Order Description
This module is assessed through a 3,000-word report outlining the methodology that you plan to use in your own research project. In particular, it should do the following:
• state your research question;
• discuss the pros and cons of several possible methodologies for addressing this question, including (but not necessarily restricted to) methodologies covered in this module;
• outline and explain your chosen methodological approach (which might be to focus on one method or to combine insights from several);
• discuss any hurdles you might face in applying your chosen methodology and indicate how you expect to deal with them.
You should normally show knowledge of at least two methods covered in the course of the module. You are also welcome to draw on methods that are not covered. You should cite both the relevant methodological literatures and literature relevant to your particular research question.

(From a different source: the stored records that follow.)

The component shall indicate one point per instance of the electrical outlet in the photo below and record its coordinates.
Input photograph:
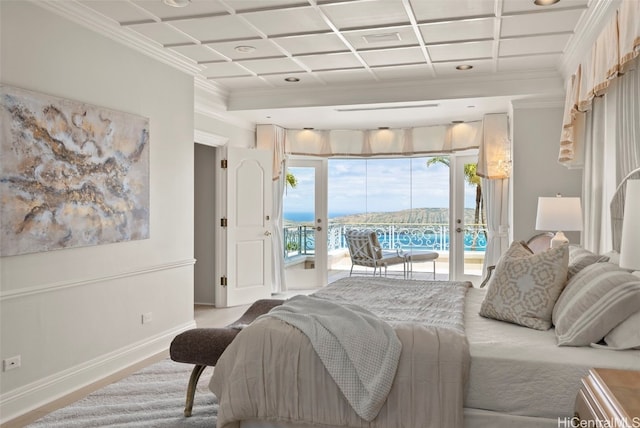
(11, 363)
(147, 317)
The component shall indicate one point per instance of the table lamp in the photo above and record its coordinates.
(559, 214)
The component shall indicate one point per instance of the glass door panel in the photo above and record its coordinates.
(304, 220)
(468, 222)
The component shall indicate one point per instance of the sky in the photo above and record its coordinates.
(376, 185)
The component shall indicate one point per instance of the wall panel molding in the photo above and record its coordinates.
(49, 288)
(46, 390)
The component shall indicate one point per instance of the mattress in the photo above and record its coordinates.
(521, 371)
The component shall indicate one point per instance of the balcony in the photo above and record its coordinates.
(299, 242)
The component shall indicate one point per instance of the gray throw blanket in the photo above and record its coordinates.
(358, 349)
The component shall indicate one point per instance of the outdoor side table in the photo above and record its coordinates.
(418, 256)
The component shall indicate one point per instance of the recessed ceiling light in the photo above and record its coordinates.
(382, 37)
(245, 49)
(177, 3)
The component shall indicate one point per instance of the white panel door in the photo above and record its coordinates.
(468, 239)
(249, 215)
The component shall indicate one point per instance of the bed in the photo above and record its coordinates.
(516, 375)
(490, 360)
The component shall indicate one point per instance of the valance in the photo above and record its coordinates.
(613, 53)
(384, 142)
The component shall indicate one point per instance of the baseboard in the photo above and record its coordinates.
(27, 398)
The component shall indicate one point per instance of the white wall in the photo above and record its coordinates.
(536, 126)
(74, 315)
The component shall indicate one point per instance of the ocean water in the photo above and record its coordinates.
(307, 216)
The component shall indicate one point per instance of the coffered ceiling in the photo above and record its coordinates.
(260, 55)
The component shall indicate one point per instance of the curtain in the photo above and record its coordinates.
(614, 53)
(494, 156)
(495, 193)
(384, 142)
(271, 137)
(612, 150)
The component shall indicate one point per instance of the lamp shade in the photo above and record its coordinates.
(630, 244)
(559, 214)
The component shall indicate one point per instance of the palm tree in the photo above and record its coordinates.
(473, 179)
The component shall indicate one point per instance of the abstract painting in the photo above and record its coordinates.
(71, 174)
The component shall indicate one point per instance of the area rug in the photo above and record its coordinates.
(151, 397)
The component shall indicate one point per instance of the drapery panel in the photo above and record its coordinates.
(271, 137)
(612, 150)
(495, 193)
(614, 53)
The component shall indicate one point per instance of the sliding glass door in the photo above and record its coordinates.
(304, 224)
(468, 223)
(417, 204)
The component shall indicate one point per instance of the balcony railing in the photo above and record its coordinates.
(300, 240)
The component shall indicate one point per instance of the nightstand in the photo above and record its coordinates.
(610, 398)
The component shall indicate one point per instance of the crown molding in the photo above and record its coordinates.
(210, 104)
(588, 29)
(538, 102)
(540, 83)
(86, 17)
(209, 139)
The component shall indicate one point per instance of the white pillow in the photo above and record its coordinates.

In the past, some students have failed in this assignment for one of two main reasons:
1. some have treated the assignment too abstractly, showing knowledge of the general methods, but not showing that they have thought adequately about how those methods could be applied to their particular project or what difficulties might arise when trying to do so;
2. others have been too narrow, outlining what they plan to do in concrete terms, without showing that they have learnt from the general methodological literature about how to do this well or what pitfalls might arise.
It is this important to avoid these twin dangers by combining the general and the specific in your methodology report.
Students are expected to identify the most appropriate methods for their project and also critically evaluate alternative methods. For example, they are perfectly free to argue that reflexivity or critical discourse analysis offer the most appropriate methods, as long as they defend that view and discuss why alternative methods are inappropriate.